One of the hottest topics in the digital marketing space has always been marketing attribution. If you’re unfamiliar with this problem space, (I’d be surprised, but) there are lots of excellent explanations out there including this one. In a nutshell, companies have a lot of marketing outlets – search, display ads, social networks, email, and the list goes on. The attribution problem is how you assign credit for a business outcome to the different marketing outlets your brand employs given that your customers may see any combination of marketing channels in their customer journey.
There are lots of tools out there designed to allow you to slice and dice credit based on a set of logical rules, but as an avid user of R and Apache Spark, I wanted to illustrate how you can do this yourself. In fact, you can go above and beyond what most traditional multi-touch attribution vendors have to offer if you want to.
To illustrate, I’m going to walk you through a multi-touch attribution analysis and show you just how easy it is to create custom multi-touch attribution models. I also refer you to my previous guides on how to get Adobe Analytics Data Feeds, how to setup sparklyr (a dplyr interface between R and Apache Spark), and how to download and use a classification file in R.

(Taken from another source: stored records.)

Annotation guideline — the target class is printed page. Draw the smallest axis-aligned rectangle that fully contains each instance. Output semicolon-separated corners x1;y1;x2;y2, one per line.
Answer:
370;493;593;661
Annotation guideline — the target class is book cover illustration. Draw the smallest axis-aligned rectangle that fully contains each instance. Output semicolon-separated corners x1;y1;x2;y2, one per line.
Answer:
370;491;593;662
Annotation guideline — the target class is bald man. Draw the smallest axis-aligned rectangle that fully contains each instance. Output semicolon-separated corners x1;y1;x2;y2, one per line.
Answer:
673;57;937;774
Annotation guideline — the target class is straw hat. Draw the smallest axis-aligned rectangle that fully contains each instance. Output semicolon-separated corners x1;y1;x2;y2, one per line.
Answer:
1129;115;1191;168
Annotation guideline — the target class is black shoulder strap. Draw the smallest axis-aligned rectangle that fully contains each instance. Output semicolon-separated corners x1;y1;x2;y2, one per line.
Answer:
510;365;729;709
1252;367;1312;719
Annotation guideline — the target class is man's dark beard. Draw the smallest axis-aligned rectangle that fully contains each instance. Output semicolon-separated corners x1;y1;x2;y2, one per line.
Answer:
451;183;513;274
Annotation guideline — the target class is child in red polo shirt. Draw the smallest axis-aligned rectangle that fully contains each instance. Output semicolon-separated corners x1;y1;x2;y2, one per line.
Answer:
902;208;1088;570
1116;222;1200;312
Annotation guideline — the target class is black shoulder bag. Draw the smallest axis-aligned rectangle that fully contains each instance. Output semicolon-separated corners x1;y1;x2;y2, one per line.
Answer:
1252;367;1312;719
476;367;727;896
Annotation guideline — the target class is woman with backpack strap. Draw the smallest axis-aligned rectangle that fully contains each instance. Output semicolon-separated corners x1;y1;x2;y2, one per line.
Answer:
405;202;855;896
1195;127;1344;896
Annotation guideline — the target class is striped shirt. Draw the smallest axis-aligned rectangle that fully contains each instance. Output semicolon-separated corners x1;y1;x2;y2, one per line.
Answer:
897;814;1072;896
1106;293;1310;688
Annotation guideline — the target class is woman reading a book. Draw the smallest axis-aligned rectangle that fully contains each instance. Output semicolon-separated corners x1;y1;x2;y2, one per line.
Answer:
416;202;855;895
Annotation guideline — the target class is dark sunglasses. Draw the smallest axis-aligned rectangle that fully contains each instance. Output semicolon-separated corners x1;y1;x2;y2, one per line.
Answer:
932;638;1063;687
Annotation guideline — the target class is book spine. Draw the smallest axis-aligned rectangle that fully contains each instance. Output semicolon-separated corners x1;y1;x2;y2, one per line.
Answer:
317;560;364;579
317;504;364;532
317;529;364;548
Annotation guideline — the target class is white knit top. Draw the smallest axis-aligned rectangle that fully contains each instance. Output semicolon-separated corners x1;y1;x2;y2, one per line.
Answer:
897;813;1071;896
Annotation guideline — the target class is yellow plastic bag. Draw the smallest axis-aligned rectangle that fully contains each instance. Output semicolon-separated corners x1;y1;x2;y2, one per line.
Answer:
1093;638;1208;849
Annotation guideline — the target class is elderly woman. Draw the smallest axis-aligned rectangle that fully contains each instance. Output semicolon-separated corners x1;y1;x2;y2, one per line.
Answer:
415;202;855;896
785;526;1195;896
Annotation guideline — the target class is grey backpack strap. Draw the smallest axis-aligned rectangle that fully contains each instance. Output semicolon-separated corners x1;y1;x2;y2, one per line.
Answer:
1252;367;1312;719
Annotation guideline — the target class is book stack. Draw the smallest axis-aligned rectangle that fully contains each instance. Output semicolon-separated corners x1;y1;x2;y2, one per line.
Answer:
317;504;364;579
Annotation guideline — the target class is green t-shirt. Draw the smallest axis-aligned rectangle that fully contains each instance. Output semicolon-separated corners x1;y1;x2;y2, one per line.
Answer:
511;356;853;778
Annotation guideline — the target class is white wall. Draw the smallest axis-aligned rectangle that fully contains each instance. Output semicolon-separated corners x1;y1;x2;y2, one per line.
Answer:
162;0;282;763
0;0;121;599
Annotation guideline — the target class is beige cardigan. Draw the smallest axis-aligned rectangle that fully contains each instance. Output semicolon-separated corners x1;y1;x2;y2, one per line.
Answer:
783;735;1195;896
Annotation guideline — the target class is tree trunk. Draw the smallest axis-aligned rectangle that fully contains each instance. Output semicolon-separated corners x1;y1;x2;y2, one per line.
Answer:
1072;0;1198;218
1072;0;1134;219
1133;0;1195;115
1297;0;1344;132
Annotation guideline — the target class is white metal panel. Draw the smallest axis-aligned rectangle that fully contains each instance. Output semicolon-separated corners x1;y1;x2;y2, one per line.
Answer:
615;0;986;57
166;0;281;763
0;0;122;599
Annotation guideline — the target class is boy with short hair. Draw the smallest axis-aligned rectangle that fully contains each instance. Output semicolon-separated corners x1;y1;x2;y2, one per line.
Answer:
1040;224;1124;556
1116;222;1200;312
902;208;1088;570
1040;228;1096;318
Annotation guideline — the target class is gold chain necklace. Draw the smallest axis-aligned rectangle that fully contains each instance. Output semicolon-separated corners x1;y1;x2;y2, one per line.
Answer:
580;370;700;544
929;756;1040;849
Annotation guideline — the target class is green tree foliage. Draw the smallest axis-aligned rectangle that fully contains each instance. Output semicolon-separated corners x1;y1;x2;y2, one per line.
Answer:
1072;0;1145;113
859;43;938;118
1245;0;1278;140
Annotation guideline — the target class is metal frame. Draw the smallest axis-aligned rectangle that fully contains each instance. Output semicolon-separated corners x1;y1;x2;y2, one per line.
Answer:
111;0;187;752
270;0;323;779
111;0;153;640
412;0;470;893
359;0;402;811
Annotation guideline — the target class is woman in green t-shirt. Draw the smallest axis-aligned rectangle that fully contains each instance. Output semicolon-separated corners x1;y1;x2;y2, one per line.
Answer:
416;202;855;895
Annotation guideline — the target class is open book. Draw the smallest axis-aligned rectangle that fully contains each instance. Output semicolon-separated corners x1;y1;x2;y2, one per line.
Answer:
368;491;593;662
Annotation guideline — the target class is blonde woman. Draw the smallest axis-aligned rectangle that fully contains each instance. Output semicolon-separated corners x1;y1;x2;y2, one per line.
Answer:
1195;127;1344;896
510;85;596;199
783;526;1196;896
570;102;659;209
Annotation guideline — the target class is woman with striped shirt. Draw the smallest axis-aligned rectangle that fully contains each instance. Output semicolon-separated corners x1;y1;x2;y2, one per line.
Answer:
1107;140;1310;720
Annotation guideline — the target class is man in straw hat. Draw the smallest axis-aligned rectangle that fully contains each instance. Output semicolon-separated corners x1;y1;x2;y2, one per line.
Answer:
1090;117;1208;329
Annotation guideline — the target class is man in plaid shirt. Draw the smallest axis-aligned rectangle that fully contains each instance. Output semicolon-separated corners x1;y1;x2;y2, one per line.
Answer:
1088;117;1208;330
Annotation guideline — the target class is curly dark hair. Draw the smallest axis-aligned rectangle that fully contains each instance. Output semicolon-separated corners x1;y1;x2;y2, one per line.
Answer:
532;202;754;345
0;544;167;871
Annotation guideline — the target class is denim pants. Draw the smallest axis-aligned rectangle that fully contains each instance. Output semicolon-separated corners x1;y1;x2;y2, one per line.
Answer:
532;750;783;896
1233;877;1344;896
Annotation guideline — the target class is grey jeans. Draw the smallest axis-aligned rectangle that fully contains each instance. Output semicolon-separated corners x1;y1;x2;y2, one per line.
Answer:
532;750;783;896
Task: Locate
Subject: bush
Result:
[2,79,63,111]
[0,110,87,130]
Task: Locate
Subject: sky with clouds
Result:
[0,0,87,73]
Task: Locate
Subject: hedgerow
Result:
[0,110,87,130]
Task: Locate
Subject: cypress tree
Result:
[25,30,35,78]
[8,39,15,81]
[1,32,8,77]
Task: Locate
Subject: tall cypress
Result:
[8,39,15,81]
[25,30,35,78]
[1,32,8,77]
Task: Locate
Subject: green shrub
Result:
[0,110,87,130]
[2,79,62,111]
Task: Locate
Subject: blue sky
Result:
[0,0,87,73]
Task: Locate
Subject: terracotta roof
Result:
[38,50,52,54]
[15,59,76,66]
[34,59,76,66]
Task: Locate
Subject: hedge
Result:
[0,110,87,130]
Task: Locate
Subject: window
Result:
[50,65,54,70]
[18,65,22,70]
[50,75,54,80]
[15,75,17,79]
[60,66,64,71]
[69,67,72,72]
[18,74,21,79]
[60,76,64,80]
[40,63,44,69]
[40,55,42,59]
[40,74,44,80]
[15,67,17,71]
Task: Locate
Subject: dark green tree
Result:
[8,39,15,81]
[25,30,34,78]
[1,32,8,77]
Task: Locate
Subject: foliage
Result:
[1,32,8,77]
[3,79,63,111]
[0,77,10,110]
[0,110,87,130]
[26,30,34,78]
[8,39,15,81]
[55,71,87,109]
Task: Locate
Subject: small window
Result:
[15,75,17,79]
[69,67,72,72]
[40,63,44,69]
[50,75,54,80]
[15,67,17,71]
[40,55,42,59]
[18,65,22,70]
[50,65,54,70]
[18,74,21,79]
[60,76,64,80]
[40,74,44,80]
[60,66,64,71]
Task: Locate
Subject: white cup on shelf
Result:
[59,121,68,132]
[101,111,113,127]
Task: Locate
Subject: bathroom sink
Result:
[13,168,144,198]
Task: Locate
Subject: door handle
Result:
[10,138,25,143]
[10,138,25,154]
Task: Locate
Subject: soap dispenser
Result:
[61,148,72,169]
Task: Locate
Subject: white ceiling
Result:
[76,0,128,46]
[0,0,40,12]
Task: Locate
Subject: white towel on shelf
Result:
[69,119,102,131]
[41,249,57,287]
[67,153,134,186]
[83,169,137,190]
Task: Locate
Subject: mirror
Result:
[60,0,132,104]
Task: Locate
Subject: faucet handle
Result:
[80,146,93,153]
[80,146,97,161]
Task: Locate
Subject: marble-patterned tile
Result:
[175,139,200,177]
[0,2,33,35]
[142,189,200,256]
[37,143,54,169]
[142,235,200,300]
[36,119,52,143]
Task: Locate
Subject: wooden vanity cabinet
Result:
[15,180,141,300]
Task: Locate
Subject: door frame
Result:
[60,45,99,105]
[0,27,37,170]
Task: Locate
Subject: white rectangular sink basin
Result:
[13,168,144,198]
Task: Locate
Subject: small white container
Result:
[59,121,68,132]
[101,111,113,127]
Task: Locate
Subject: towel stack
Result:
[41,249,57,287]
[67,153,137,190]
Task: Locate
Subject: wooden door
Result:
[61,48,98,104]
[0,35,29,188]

First, let’s load up a bunch of Data Feed data:
library(dplyr) library(sparklyr) setwd("/data") # Connect to my Spark instance sc = spark_connect(master="local", version="2.2.0", config=sconfig) # Load the data feed files data_feed_local = spark_read_csv( sc=sc, name="data_feed", path="*-reportsuite_2017-*.tsv.gz", header=FALSE, delimiter="\t" ) # Load the campaign classification file campaign_class_local = spark_read_csv( sc = sc, name = "campaign_class", path = "SC_EXPORT_campaigns_classifications_reportsuite.tab", header = TRUE, delimiter = "\t" )
With the data loaded, I’m going to do a little cleanup that will make my life easier later. First, I’m going to merge the visitor id high and low into a single field, and I’m going to add a leading and trailing “,” to the event list which makes it easier to search for specific Analytics events such as orders. Then, I’ll give some friendly names to the data feed columns based on the “column_headers.tsv” file that comes with the data feed (for example, the fourth column maps to the value “V4” and contains the timestamp of a hit in my files):
data_feed_tbl = data_feed_local %>% mutate( merged_visitor_ids = paste0(V1,"_",V2), fixed_event_list = paste0(",",V5,",") ) %>% select( visitor_id = merged_visitor_ids, hit_time_gmt = V4, post_event_list = fixed_event_list, post_campaign = V7, )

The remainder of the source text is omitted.